Legal Authorization: Registration allows manufacturers to legally market and sell their Class C medical devices in Malaysia, ensuring compliance with local regulations.

The duration of the Class C medical device registration process with the Malaysian Medical Device Authority (MDA) can vary based on several factors, including the complexity of the device, the completeness of the application, and the current workload of the MDA.

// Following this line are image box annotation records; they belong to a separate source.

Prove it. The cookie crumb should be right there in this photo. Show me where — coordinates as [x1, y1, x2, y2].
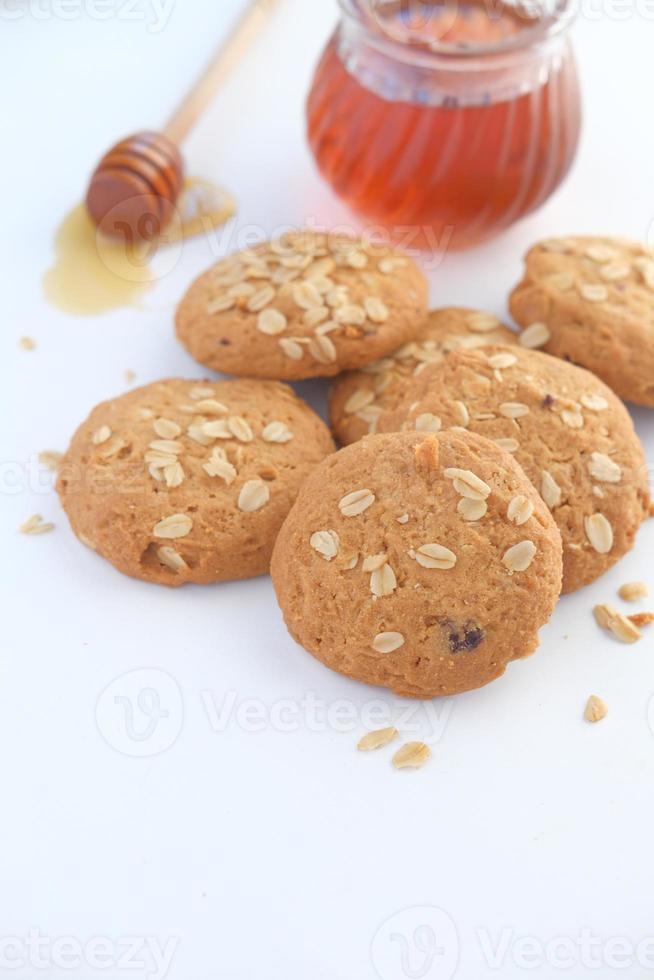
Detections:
[357, 727, 398, 752]
[584, 694, 609, 724]
[393, 742, 431, 769]
[627, 613, 654, 629]
[593, 603, 643, 643]
[618, 582, 649, 602]
[18, 514, 54, 534]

Class C medical device registration with the Malaysian Medical Device Authority (MDA) pertains to the regulatory framework governing the approval and registration of medical devices categorized as medium to high-risk. Understanding this classification is essential for manufacturers and stakeholders involved in the medical device industry in Malaysia.

Confirm Classification: Verify that your device falls under Class C, which generally includes medium to high-risk devices. This classification is based on the intended use and the level of risk associated with the device.

Device Classification: Confirm that your device is classified as Class C based on its intended use and risk profile.

Familiarize with the Legal Framework: Study the Medical Device Act 737 and the Medical Device Regulations (MDR) 2012 to understand the classification, registration, and compliance requirements for Class C devices.

The time it takes to apply for Class C medical device registration with the Malaysian Medical Device Authority (MDA) can vary based on several factors, including the complexity of the device, the completeness of the application, and the current workload of the MDA.

Understand Classification: Confirm that your device is correctly classified as Class C according to MDA's classification criteria based on the level of risk associated with its use.